Eine Erfolgsgeschichte mit Risiko

Das hat Katrin Langhans ganz offensichtlich: Die Journalistin hat gemeinsam mit ihrem Team über Monate hinweg zu Vorwürfen des Machtmissbrauchs gegen den damaligen "BILD"-Chefredakteur Julian Reichelt recherchiert. Ihr damaliger Arbeitgeber, der Ippen-Verlag, wollte die Vorwürfe gegen Reichelt nicht veröffentlichen.
Das Team von Katrin Langhans ging dann zum "Spiegel" – im Wissen, dass sie alle damit riskierten, ihren Job zu verlieren. Julian Reichelt wurde entlassen, Katrin Langhans zur Journalistin des Jahres 2021 gewählt. Eine Erfolgsgeschichte.
Aber es ist nicht leicht, als Investigativjournalistin erfolgreich zu werden, sagt Isabell Beer, die vor allem für "funk", das junge Angebot von ARD und ZDF, arbeitet:
"Also das größte Problem war für mich am Anfang, jemanden zu finden, der mich ordentlich bezahlt. Das hab ich dann auch nicht geschafft, bis ich zu 'funk' kam. Das war die größte Hürde."

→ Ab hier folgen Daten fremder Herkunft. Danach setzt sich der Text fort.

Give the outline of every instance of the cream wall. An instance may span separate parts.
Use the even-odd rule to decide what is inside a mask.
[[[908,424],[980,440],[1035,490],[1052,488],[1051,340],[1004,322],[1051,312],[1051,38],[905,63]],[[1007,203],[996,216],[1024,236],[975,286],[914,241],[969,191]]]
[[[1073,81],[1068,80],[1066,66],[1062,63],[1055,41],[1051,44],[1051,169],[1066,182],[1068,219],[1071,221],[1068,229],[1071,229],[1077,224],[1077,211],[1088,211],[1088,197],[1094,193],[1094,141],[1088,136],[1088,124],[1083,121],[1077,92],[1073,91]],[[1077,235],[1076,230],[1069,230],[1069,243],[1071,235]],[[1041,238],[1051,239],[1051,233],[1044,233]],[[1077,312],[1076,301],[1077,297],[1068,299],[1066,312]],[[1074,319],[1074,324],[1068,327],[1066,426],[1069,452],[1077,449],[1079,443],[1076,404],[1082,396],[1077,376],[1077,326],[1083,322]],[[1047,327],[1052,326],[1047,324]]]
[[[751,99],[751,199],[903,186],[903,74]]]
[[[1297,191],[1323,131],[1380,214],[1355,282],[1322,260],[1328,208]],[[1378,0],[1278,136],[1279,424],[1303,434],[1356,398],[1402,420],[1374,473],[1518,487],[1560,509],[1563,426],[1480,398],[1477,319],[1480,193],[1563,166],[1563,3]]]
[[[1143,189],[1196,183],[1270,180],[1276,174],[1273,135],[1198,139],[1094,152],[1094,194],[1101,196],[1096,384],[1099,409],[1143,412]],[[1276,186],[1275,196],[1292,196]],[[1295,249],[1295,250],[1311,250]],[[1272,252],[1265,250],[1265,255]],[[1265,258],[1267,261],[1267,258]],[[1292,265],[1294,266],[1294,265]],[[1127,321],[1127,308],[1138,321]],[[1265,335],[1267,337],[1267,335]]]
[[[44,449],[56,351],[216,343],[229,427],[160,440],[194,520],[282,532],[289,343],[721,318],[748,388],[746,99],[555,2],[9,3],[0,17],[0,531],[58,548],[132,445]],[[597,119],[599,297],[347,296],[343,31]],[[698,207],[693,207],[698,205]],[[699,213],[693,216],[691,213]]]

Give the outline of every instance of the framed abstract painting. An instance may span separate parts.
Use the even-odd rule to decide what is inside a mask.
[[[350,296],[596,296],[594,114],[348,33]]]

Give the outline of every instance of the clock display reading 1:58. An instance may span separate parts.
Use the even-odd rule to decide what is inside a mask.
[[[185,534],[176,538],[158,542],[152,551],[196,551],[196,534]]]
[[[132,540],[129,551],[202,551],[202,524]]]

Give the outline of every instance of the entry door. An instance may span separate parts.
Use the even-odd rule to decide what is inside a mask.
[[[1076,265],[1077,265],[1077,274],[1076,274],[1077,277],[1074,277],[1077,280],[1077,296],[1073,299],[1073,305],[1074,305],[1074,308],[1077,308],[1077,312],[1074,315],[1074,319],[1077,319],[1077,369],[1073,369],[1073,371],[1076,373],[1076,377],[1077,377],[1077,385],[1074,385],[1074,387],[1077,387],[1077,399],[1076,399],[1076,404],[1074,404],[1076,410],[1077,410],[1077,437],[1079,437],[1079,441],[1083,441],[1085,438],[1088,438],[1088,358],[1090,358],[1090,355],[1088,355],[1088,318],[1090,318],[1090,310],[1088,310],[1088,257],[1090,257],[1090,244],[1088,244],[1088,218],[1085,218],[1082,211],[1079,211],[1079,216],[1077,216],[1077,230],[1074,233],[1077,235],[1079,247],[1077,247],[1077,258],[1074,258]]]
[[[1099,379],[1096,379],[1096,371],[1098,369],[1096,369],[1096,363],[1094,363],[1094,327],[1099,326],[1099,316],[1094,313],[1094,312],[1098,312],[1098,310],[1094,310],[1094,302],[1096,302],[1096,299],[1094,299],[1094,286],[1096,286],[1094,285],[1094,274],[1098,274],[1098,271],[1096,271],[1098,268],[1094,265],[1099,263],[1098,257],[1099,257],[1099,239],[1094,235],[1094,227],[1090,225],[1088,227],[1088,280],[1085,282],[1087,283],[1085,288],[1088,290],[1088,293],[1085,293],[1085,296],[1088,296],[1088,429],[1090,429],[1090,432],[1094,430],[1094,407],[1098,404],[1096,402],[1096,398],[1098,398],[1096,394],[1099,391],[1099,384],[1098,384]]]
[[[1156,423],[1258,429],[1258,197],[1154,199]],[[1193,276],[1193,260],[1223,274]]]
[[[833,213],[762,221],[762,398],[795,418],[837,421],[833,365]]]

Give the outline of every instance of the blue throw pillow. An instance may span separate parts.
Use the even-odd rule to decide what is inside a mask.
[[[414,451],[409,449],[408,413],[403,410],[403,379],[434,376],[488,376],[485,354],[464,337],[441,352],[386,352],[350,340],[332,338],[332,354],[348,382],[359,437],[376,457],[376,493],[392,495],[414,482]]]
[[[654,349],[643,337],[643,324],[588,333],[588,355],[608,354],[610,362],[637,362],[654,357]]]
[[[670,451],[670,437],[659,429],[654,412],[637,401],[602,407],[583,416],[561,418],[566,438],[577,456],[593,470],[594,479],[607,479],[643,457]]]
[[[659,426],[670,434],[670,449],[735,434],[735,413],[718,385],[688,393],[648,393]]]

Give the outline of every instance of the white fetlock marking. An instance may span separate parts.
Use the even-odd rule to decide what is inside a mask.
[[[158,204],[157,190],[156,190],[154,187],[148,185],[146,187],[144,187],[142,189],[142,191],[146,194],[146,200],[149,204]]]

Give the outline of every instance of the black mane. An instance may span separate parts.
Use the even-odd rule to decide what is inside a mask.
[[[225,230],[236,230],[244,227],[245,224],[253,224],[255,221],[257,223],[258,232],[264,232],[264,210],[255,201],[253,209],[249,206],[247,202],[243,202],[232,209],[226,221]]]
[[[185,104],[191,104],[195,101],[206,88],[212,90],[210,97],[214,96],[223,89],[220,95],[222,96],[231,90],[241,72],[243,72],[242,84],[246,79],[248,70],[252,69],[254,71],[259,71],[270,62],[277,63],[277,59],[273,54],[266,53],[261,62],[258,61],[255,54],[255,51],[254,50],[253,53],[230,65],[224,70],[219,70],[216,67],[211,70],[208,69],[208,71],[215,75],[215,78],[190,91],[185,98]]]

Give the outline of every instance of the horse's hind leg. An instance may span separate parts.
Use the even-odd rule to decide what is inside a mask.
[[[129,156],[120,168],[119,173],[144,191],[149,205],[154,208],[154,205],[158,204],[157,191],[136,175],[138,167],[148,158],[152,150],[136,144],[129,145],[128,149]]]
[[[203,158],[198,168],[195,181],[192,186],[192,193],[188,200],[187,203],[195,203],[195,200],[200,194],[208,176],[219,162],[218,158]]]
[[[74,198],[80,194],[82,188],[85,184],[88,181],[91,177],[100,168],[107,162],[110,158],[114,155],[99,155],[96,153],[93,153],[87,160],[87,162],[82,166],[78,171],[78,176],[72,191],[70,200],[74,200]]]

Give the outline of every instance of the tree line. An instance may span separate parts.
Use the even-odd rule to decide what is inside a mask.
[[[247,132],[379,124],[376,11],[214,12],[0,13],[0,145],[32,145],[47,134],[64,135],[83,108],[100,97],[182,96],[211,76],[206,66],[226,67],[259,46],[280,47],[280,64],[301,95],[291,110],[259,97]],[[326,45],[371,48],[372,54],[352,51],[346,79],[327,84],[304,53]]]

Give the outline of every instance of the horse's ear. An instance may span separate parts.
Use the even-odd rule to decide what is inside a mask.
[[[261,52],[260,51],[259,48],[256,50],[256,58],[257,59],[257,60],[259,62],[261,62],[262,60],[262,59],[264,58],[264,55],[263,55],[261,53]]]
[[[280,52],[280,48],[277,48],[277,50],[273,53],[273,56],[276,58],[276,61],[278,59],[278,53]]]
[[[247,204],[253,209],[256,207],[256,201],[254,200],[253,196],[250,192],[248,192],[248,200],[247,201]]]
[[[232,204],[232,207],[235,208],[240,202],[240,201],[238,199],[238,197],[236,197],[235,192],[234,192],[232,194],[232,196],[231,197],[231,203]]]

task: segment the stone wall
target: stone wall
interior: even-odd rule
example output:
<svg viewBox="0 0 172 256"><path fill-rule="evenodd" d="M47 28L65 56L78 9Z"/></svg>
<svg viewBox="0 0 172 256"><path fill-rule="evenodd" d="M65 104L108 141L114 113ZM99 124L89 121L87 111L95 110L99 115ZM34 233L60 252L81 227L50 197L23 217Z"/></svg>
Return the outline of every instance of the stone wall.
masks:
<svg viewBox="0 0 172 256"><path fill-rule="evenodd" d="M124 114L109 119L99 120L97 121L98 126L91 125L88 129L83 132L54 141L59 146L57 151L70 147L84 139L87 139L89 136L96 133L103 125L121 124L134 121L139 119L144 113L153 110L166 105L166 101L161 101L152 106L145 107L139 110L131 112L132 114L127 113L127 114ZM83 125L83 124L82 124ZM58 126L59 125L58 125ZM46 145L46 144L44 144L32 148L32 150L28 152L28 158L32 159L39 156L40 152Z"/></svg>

Beer: Frauen sind im Investigativjournalismus unterrepräsentiert

Isabell Beers Spezialgebiet sind Online-Recherchen. Sie beschäftigt sich mit Themen wie Drogen und sexualisierter Gewalt. Es gebe langsam mehr Frauen in Investigativteams. Sie seien aber immer noch unterrepräsentiert, sagt Beer. Und fügt hinzu: Frauen hätten mit Vorurteilen zu kämpfen. Man höre immer wieder, der Job sei viel zu gefährlich für eine Frau.
"Bevor ich im Investigativjournalismus war, dachte ich immer, wir sind in Deutschland irgendwie gleichberechtigt als Mann und Frau. Und durch diese Branche hab ich verstanden, wie weit wir davon entfernt sind, wenn man dann eben mitbekommt, wie viel besser manchmal männliche Kollegen bezahlt werden, ohne, dass sie verhandeln müssen. Während mir als Frau dann gesagt wurde beim Verhandeln: 'Ne, mehr können wir nicht bezahlen.'"
Für Katrin Langhans ist in diesem Zusammenhang ein Problem, dass Themen, die eher von Frauen recherchiert werden, von Redaktionen nicht so wichtig genommen werden. Heißt konkret: Eine harte Recherche in den Bereichen Medizin oder Umwelt werde von den Blattmachern in den Zeitungen oft nicht als gleichwertig gesehen wie ein Steuerrechtsskandal, sagt Langhans, die übrigens selbst bei der Recherche zu den Panama Papers dabei war, einem der größten Steuerskandale weltweit.

Langhans: "Ich mag diesen Kampf"

Katrin Langhans sieht die Schwierigkeiten in ihrer Branche, sie erwähnt auch noch, dass die Work-Life-Balance oft fehlt. Mit dem investigativen Journalismus aufhören, will sie aber nicht.
"Ich kenn auch viele Leute, die sagen: Katrin, ich versteh nicht, warum du diesen Job machst. Mich würde das total frustrieren, monatelang mich durch Dokumente zu graben und dann erst eine fertige Geschichte zu haben. Es gibt Leute, die finden das furchtbar, und ich muss sagen, ich mag das. Ich mag diesen Kampf und diesen Ansporn und diese Herausforderung."